Convert length and distance units — meters, feet, inches, kilometers, miles, light years and more.
| Unit | Name | Value |
|---|---|---|
| 0.001 au | 4.90814e+08 ft | |
| 0.01 au | 4.90814e+09 ft | |
| 0.1 au | 4.90814e+10 ft | |
| 1 au | 4.90814e+11 ft | |
| 5 au | 2.45407e+12 ft | |
| 10 au | 4.90814e+12 ft | |
| 50 au | 2.45407e+13 ft | |
| 100 au | 4.90814e+13 ft | |
| 1000 au | 4.90814e+14 ft |
Multiply the number of Astronomical Units by 490814000000 to get Foots. Formula: ft = au × 490814000000. Example: 10 au × 490814000000 = 4.9081×1012 ft. To reverse, divide Foots by 490814000000 to get Astronomical Units.
| Astronomical Unit (au) | Foot (ft) |
|---|---|
| 0.001 au | 490814000 ft |
| 0.01 au | 4908140000 ft |
| 0.1 au | 49081400000 ft |
| 0.5 au | 245407000000 ft |
| 1 au | 490814000000 ft |
| 2 au | 981627000000 ft |
| 5 au | 2.4541×1012 ft |
| 10 au | 4.9081×1012 ft |
| 20 au | 9.8163×1012 ft |
| 50 au | 2.4541×1013 ft |
| 100 au | 4.9081×1013 ft |
| 250 au | 1.227×1014 ft |
| 500 au | 2.4541×1014 ft |
| 1000 au | 4.9081×1014 ft |
| 10000 au | 4.9081×1015 ft |
To convert Astronomical Unit to Foot, multiply by 490814000000. Example: 10 au = 4.9081×1012 ft
To convert Foot back to Astronomical Unit, divide by 490814000000 (multiply by 2.0374×10-12). Use the swap button above.
Start with 100 Astronomical Units = 4.9081×1013 ft as your reference point. Scale up or down from there.
American aerospace engineers who work in US customary units (feet, inches) regularly convert AU distances to feet when writing mission documentation, press releases, or interfacing with US-customary-based legacy software systems.

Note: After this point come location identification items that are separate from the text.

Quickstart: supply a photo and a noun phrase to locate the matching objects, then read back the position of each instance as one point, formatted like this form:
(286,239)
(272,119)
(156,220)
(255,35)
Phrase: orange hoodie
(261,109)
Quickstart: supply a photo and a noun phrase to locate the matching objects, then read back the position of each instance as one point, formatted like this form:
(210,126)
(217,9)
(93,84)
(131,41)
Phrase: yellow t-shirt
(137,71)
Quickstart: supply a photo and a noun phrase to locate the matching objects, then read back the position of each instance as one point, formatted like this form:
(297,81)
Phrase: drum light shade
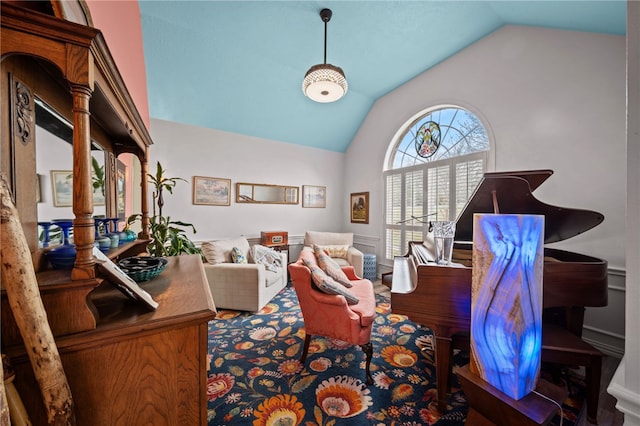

US-based mission planners express spacecraft travel distances in AU for scientific context, then convert to feet or miles for engineering budgets and hardware specifications still using US customary units.
American astronomy teachers use AU-to-foot conversions to make stellar distances tangible for students: "The Earth-Sun distance is 490 billion feet — that's how many footsteps to walk to the Sun."
Popular science in the US regularly converts AU to feet for scale comparison — "Jupiter is 5.2 AU from the Sun, which is about 2.7 trillion feet" — helping audiences connect abstract astronomical distances to everyday measurement.
US radio telescope engineers specify dish diameters and baseline distances in feet while referencing source distances in AU — particularly for solar system radar astronomy and near-Earth object tracking.
Early NASA mission reports used feet for all distances. Converting these AU-based orbital parameters to feet — and back — remains necessary when referencing historic Apollo-era and Pioneer-era mission documentation.
The Astronomical Unit is a unit of Length measurement (symbol: au). 1 au = 490814000000 ft. Used in scientific and practical Length measurement applications.
The Foot is a unit of Length measurement (symbol: ft). It is part of an internationally recognised measurement system used alongside the Astronomical Unit.
The astronomical unit has ancient roots — Aristarchus of Samos attempted to measure the Earth-Sun distance around 270 BC, estimating it at 18–20 lunar distances (the true value is about 390). For centuries the AU was estimated using Venus transit observations and trigonometry. Edmond Halley organised the first coordinated international transit-of-Venus expedition in 1716 to measure it precisely. The modern value was determined by radar ranging to Venus in 1961. The IAU formally defined the AU as exactly 149,597,870,700 metres in 2012 — a fixed constant of physics, not a measured distance.
The foot is one of humanity's oldest measurement units, used by ancient Egyptians, Greeks, and Romans — each with slightly different values. The English statute foot was standardised at 12 inches in 1305 under King Edward I. Its definition was refined multiple times over centuries, finally fixed as exactly 0.3048 metres under the International Yard and Pound Agreement of 1959, signed by the US, UK, Canada, Australia, and South Africa. Today the foot remains official in the US, UK (for aviation and road distances), and international aviation worldwide.
Common use: Astronomical Unit to Foot conversion is needed when working with international standards, scientific publications, or reference materials that use different unit systems for Length measurement.